How The Recent GOP Convention Could Affect The Tampa Economy
Officially nominating your party's presidential nominee isn't a small affair. The 2012 Republican National Convention recently adjourned in Tampa, Florida. after tropical storm Isaac threatened to derail the event. The event brought 2,286 delegates and 2,125 additional alternate delegates from the 50 states, District of Columbia and five U.S. territories. In addition, more than 15,000 members of the media converged on Tampa, Fla. and made it the second-largest media gathering this year behind the 2012 Summer Olympic Games in London. Technology allowed the event to be streamed live over the Internet creating what organizers called a "convention without walls." An event of this size has a high price tag, but who picks up the tab? Surprisingly, most of the bills were sent to Tampa's municipal government.

The Cost
Tampa, Fla. mayor Bob Buckhorn called the convention the city's "coming out party." He believes that spending roughly $20 million to host the convention made a big impression on the more than 50,000 visitors and that it was well worth the cost. He hopes that the visitors take a second look at Tampa as a place to build a business. In addition, he believes that the local economy will get a major boost. Before the convention, he said that visitors would pour around $150 million into local businesses.

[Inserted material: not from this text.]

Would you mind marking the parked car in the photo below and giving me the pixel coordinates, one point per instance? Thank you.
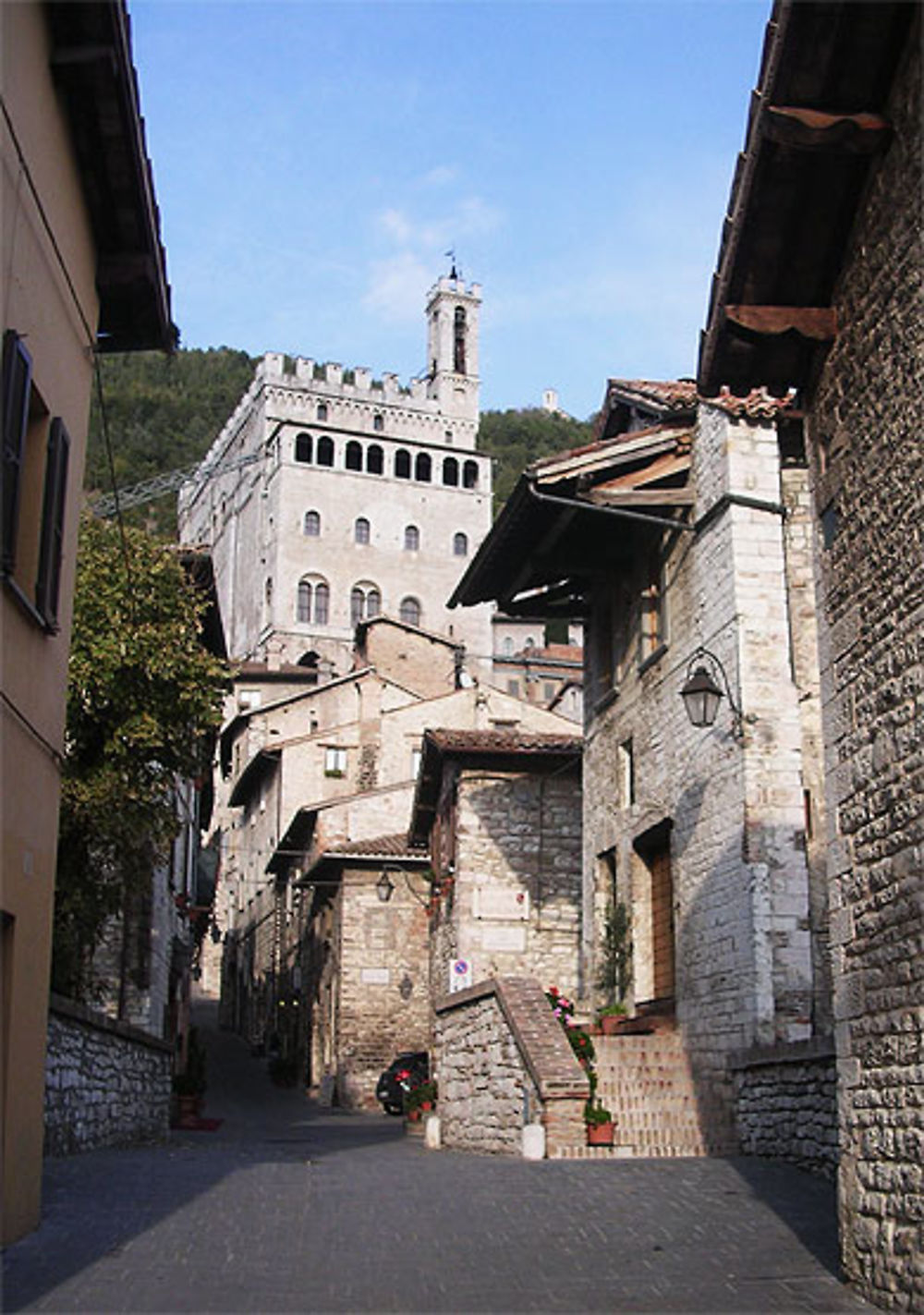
(405, 1072)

However, the cost goes far beyond the $20 million to host the convention. Along with the money spent for security, the city of Tampa government, using local funds along with a $50 million federal grant, gave the city a major makeover. Old infrastructure was torn down, bridges were lit up with colored LED lights, $2.7 million was spent on beautification and a major makeover to the city's international airport was completed.

Was It Worth the Cost?
Tampa, like other cities, has a looming budget deficit that resulted in widespread layoffs that were needed to get the city's finances under control. This has made some people question whether the city could afford such a large event in times of hardship.

A sandwich shop near the convention center reported that only two customers visited for lunch on one of the convention days, and another restaurant owner speaking to reporters said that business was significantly lower than average during the convention. Reports like these are widespread throughout the media. Although some business owners blame tropical storm Isaac for keeping people out of the Tampa area longer than expected, some have seen other problems. The sub shop that saw only two customers could only be reached by asking a police officer to open a security wall, and other security measures like the multiple road closures left some businesses inaccessible to customers during the convention.

Other business owners reported that some events were organized in a way that kept convention goers confined instead of encouraging them to visit local businesses throughout Tampa and the surrounding communities. Philip Porter, an economics professor who studies the economic impact of major events, called the $150 to $200 million estimate, "absurd." He believes that if 50,000 came to Tampa for the convention and purchased food, T-shirts and other small items, that they wouldn't have spent $200 million.

The Bottom Line
The figures are not yet available for the 2012 convention, but if the 2008 Republican National Convention that took place in Minneapolis/St. Paul is used as a guide, Tampa, Fla. should expect to see $150 to $175 million worth of local economic benefit. According to reports, the Minneapolis/St. Paul convention brought roughly $168 million in direct and indirect spending. That's a decent return for hosting a party.